Review | Shadow Complex
Format: Xbox360 | Genre: Side-scrolling action | Publisher: Microsoft Game Studio | Developer: Chair/EPIC | Release date: 19/08/09 | RRP: 1200MSP
By Daniel Lipscombe
Chair are, or should I say were, a team of little-known developers, known only for the creation of Undertow for Xbox Live Arcade.
It was an underwater diving game that wasn’t overly special, to the point where Microsoft gave it away to gamers as an apology for broken Xbox Live service. So you can be forgiven for drawing a blank on this small, Utah based-company until now. One thing you need to know about them is that they have great ambition – ambition that has now created a marriage of minds between themselves and EPIC Games.
Shortly after Chair opened their doors in 2005, they acquired the rights to the Empire property – a series of books by Orson Scott Card – and they’ve sat on those rights until today. Taking the form of a 2D/3D platforming shooter that lives on the same blood that pumps through Castlevania and Metroid, Shadow Complex runs alongside the story of the Empire books.
Though cosmetically a side-scrolling shooter, Shadow Complex may be better described as a side-scrolling adventure game. The heart and soul of this new property is in exploration and story, and Shadow Complex delivers a narrative and characters that most games yearn to create. It’s not just in the way they look, but in the nuances of their speech and the emotions they convey. Jason, our hero, is an everyday man with a military background, his girlfriend Claire a playful and charming woman. Each has real substance to their character.
//It’s in the eyes
With terrific visuals that would fool anyone who didn’t know it were a mere 700mb downloadable game, and voice acting that conveys emotion as well as any movie that springs to mind, Shadow Complex makes you feel part of something special from the opening scene. However, it’s not merely the characters that make this game so involving; it’s the environments and atmosphere. Each area is thoughtfully designed, with spaced-out cover for evading bullets, vast underwater sections with ambient lighting filtering down to the bottom, and epic boss battles that could have been extracted from the latest Hollywood blockbuster. There are regular moments at which you’ll find yourself mouth agape at the scenery and its detail.

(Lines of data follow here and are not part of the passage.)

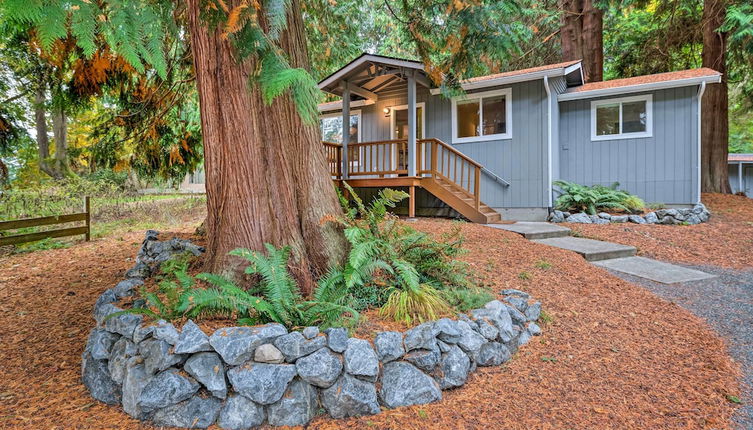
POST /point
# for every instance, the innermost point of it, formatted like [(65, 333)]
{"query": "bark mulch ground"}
[(725, 241), (612, 355)]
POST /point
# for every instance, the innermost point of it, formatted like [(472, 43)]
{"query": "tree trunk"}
[(43, 141), (581, 36), (60, 134), (266, 176), (715, 125)]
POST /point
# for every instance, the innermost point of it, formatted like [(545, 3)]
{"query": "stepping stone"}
[(534, 230), (591, 250), (658, 271)]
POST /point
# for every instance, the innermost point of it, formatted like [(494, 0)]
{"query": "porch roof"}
[(370, 74)]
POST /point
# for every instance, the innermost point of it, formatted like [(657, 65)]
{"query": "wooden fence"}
[(48, 220)]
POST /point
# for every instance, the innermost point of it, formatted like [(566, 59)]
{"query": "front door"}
[(400, 131)]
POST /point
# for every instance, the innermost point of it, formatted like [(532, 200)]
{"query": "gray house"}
[(497, 149)]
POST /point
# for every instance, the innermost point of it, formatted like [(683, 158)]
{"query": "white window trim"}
[(507, 92), (339, 114), (648, 98), (421, 105)]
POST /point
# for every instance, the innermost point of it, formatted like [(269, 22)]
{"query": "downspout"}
[(701, 90), (549, 136)]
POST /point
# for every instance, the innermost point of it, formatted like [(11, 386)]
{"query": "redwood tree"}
[(266, 175), (715, 124), (581, 36)]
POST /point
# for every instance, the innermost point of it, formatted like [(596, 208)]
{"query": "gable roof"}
[(741, 157), (642, 83)]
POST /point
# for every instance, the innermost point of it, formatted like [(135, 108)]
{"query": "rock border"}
[(686, 216), (243, 377)]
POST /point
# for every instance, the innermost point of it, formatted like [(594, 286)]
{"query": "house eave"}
[(507, 80), (578, 95)]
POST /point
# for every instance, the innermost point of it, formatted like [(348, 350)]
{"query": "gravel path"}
[(726, 303)]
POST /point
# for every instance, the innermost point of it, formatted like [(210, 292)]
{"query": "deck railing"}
[(389, 158)]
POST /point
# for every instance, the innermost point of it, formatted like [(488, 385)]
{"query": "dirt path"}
[(613, 356)]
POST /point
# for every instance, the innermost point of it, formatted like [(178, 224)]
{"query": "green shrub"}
[(580, 198)]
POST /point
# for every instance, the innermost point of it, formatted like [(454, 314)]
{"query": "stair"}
[(460, 200)]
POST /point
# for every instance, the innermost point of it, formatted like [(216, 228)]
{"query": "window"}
[(624, 118), (482, 116), (331, 128)]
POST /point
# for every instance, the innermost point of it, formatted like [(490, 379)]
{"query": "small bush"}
[(580, 198)]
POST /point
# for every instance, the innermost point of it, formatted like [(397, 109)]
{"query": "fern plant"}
[(581, 198), (279, 299)]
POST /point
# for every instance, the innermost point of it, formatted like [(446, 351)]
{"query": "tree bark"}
[(715, 125), (266, 175), (43, 141), (60, 134), (581, 36)]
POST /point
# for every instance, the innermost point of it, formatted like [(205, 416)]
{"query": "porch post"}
[(411, 125), (740, 177), (346, 128)]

Action sequences are filled with tension, whether you’re ensuring you’re under cover while storming a room full of soldiers, or running at breakneck speeds across the surface of a lake while timing your jumps so as not to be shot by a gunship helicopter. Each of these sections has been crafted with precision, in order to deliver an adventure worthy of the pre-release hype.
Throughout the entire game the influence of Super Metroid and other side-scrolling games is apparent, but there’s a flavour of Hideo Kojima’s work here too. Many instances would feel at home in Metal Gear Solid – moments like crawling through air ducts over a cafeteria full of Progressive Restoration soldiers chatting over lunch. In fact, even the bosses are reminiscent of Metal Gear’s – large bipedal robots that tower over regular men, with you searching for and taking advantage of weak spots to put the mechanical beasts to rest.
All of this action and drama takes place in a complex set out in the wilderness. After falling behind on a hiking trip with Claire, Jason hurries through a cavern-based tutorial to find his girlfriend being dragged into what looks like an army base by two soldiers in hi-tech suits. Jason breaks into the base to rescue Claire, and an epic story unfolds from there. Tasked with escaping from the base, Jason explores every nook and cranny for equipment to help on his mission, quickly finding his own power suit, the Omega armour.